George Santos solemnly swears to stop lying while raising new finance questions
Washington DC - You won’t hear any more fibs from Rep. George Santos. He gave his word.
Santos, a New York Republican, told a right-wing news outlet that he will be strictly telling the truth from now on.
“I’ve learned my lesson," he said in an interview with One America News Network Tuesday. "I can guarantee you that from now on anything, everything is always going to be aboveboard."
After months of damaging disclosures that he lied about almost every aspect of his life, Santos asserted that he has been "largely aboveboard" all along.
"It’s largely always been aboveboard," he said. "I’m just gonna go the extra step now to double-check, cross-reference everything."
The new remarks came after Santos agreed to recuse himself from his House committee assignments and later filed an amended campaign finance disclosure form that only raised new questions about his money matters.
The new form that was filed late Tuesday night says Santos personally lent his campaign $500,000. Another $125,000 was loaned by another unnamed entity.
An original version of the form had claimed both loans came from himself and a second version claimed both came from some other entity.
Santos issued a statement that sought to distance himself from his report.
"The report is based on the limited information provided to the campaign from the previous treasurer Nancy Marks," Santos said.

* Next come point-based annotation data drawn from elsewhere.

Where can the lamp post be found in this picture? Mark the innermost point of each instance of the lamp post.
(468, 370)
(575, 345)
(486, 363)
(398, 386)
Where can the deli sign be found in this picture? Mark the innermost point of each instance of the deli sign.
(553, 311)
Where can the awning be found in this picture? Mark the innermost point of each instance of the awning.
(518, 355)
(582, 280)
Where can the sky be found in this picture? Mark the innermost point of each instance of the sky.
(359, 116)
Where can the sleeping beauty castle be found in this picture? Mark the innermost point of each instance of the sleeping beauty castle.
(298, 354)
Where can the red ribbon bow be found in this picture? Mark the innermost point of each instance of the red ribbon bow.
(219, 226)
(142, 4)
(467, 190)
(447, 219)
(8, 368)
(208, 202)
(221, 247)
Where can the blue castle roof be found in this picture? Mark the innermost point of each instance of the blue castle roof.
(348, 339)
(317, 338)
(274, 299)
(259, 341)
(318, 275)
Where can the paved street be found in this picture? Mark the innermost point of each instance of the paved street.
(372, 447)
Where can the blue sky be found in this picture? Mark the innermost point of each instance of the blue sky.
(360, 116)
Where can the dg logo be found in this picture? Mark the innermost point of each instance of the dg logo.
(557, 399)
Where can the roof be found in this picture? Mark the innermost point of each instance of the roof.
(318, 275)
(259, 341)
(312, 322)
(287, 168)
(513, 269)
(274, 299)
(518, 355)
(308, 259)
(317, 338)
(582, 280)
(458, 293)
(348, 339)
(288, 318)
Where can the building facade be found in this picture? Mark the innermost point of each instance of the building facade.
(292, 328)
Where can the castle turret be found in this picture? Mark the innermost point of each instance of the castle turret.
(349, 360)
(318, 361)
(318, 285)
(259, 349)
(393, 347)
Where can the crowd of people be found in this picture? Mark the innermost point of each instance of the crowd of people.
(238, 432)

George Santos' false claims take center stage
Marks has said she resigned at the request of the Federal Election Commission, a disclosure that raises questions about whether she is cooperating with state or federal investigations into Santos.
A previous disclosure form listed a replacement for Marks, but that person said he turned down the job. The latest supposed treasurer has not yet spoken publicly and appears to have no previous federal campaign finance experience.
Santos, whose district covers parts of Long Island and Queens, has become a headache for House Republicans and a late-night laughingstock after he was exposed for falsely claiming that he worked for big investment banks, went to Baruch College and NYU, and even had Jewish relatives who fled the Holocaust.
He is also facing potentially weightier questions about his finances, which could potentially lead to criminal exposure.
Despite the backlash and calls for him to resign, Santos has said he does not plan on doing so.
The self-styled conservative gay son of Brazilian immigrants claims to be a millionaire, but as recently as 2020, Santos filed paperwork saying he was earning $55,000 a year as a call center worker.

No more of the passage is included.